Was jetzt noch fehlt ist das Marketing. Frau Schweitzer kommuniziert ebenfalls in einem Blog und weist in ihren Beiträgen regelmäßig auf ihr neues Buch hin. Ihre aktuellen Beiträge zu dem Thema (drei Stellungnahmen zu ihrer Sicht der Dinge) bekommen so eine Menge Aufmerksamkeit und leiten diese recht geschickt auf das eigene Buchprojekt weiter. Mit einem kleinen Budget und einem Anwalt kann man so mehr mediale Aufmerksamkeit generieren als mit einer eigenen Marketingagentur.

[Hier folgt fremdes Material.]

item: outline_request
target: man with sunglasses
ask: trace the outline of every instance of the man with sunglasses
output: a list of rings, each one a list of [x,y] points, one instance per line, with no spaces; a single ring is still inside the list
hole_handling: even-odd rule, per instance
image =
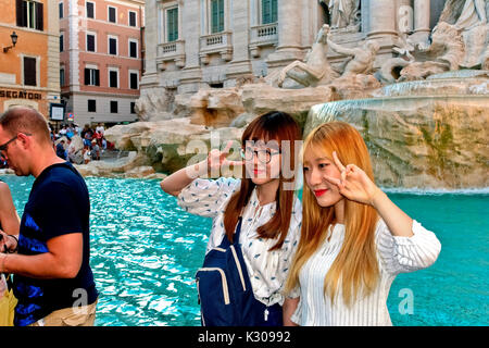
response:
[[[53,149],[48,123],[16,107],[0,116],[0,152],[18,176],[36,179],[18,241],[2,238],[0,273],[14,274],[18,326],[93,325],[98,293],[89,266],[88,189]]]

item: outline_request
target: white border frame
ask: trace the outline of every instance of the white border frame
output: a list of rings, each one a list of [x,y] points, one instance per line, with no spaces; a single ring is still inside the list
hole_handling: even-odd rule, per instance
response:
[[[112,87],[111,86],[111,72],[117,72],[117,87]],[[114,66],[109,66],[106,69],[106,86],[109,88],[121,88],[121,71],[118,67],[114,67]]]

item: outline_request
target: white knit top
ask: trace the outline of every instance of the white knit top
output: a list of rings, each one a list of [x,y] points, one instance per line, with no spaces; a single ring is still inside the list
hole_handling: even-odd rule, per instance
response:
[[[344,225],[336,224],[328,229],[324,244],[308,260],[299,273],[299,286],[289,297],[300,301],[291,320],[301,326],[390,326],[387,297],[396,275],[431,265],[441,250],[440,241],[432,232],[413,221],[412,237],[392,236],[386,223],[379,220],[376,227],[379,282],[375,290],[347,307],[341,287],[331,306],[324,293],[324,278],[338,256],[344,238]],[[327,241],[330,236],[329,241]]]
[[[197,178],[185,187],[177,197],[178,206],[191,214],[212,217],[212,231],[205,252],[217,247],[225,235],[224,211],[241,181],[221,177],[218,179]],[[256,229],[275,214],[276,202],[260,206],[256,188],[242,213],[239,244],[250,276],[254,297],[266,306],[284,303],[283,294],[288,271],[299,244],[302,222],[302,204],[296,197],[290,226],[280,249],[268,251],[278,238],[261,238]]]

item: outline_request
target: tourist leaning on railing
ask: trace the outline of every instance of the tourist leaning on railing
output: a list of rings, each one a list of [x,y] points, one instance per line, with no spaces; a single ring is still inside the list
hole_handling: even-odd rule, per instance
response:
[[[20,219],[9,186],[0,181],[0,252],[8,252],[18,240]],[[8,247],[2,248],[1,243]],[[0,273],[0,326],[12,326],[17,303],[10,274]]]
[[[14,274],[16,326],[93,325],[98,293],[89,265],[90,201],[83,176],[52,147],[46,119],[15,107],[0,116],[0,151],[18,176],[33,175],[16,253],[0,253]],[[0,241],[0,248],[3,248]]]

Bemerkenswert in dem Fall Schweitzer ist, das hier das Bloggerinteresse noch zusätzlich geschürt wird, in dem man die übliche Vorurteile geschickt bedient. Der Fall ist an sich nicht so spannend wie andere Abmahnungen (zum Beispiel Jack Wolfskin) weil hier die David-Goliath Komponente fehlt. Als Ausgleich gibt es einige geschickte Provokationen die sich perfekt eigenen um Empörung im Blogger-Lager auzulösen. Ein paar Beispiele:
Die Kosten für eine Abmahnung sind nicht deshalb so hoch, weil ich mir damit goldene Wasserhähne legen lasse, sondern weil davon die Schleppnetzfahnung und der Anwalt bezahlt werden. Und meine Wohnung in New York, denn wenn ich die nicht hätte, könnte ich dort keine Artikel schreiben, aus denen Blogger anschließend abpinnen können. (Quelle)
Abmahnungen mit denem man Geld verdient um damit die Wohnung in NewYork bezahlen zu können? Schlimmer könnte man das Vorurteil „professionelle Abmahnung“ nicht bedienen.
Nachdem ich aber unmöglich dem Druck eine Horde wutschnaubender Möchtegernpiraten nachgeben kann, die ihre Nächte im Schlafanzug vom dem Computer verbringen, habe ich mir nun ein neues Angebot überlegt (Quelle)
Das „Nerd“-Vorurteil.
Das Geld geht doch nicht an die taz, du Trollo
(Quelle)
Noch ein paar persönliche Beleidigungen um das Ganze auch recht lange am Kochen zu halten.
Letztendlich bekommt man damit recht schnell Blogposts und wütende Reaktionen zum Nulltarif. Allerdings kann dies auch negative Folgen haben. So gibt es bei Amazon die Möglichkeit, Leserrezensionen zu schreiben. Diese Form der Kommunikation wird natürlich früher oder später auch von Personen genutzt die eventuell durch die Abmahnung negativ gestimmt sind und dies dann auch in den Rezensionen durchblicken lassen. So gab es für das Buch von Frau Schweitzer gestern abend bereits eine weitere negative Bewertung (ein Stern, geschrieben am 30.10.) die aber am heutigen Tag nicht mehr vorhanden ist.
Abmahm-Marketing kann also auch Probleme verursachen, wenn man in erster Linie über Web 2.0 Plattformen die eigenen Produkte präsentiert. Leid tut es mir vor allem für die eventuell abgemahnten Blogger, die derzeit (und vielleicht auch noch in Zukunft) für die Marketing-Akionen herhalten müssen.
Wirklich schlechte PR gibt es eigentlich nicht. Immerhin wird die gute Frau damit bekannt. Als Firma kann man sich so natürlich den Ruf versauen (siehe Jack W.), aber die „Kleinen“ profitieren eher, da sie keinen nennenswerten Ruf haben.
Bin gespannt wie lange der Abmahn-Wahn noch weiter geht. Das ganze Verfahren war doch (mMn) nie für den privaten Gebrauch gedacht.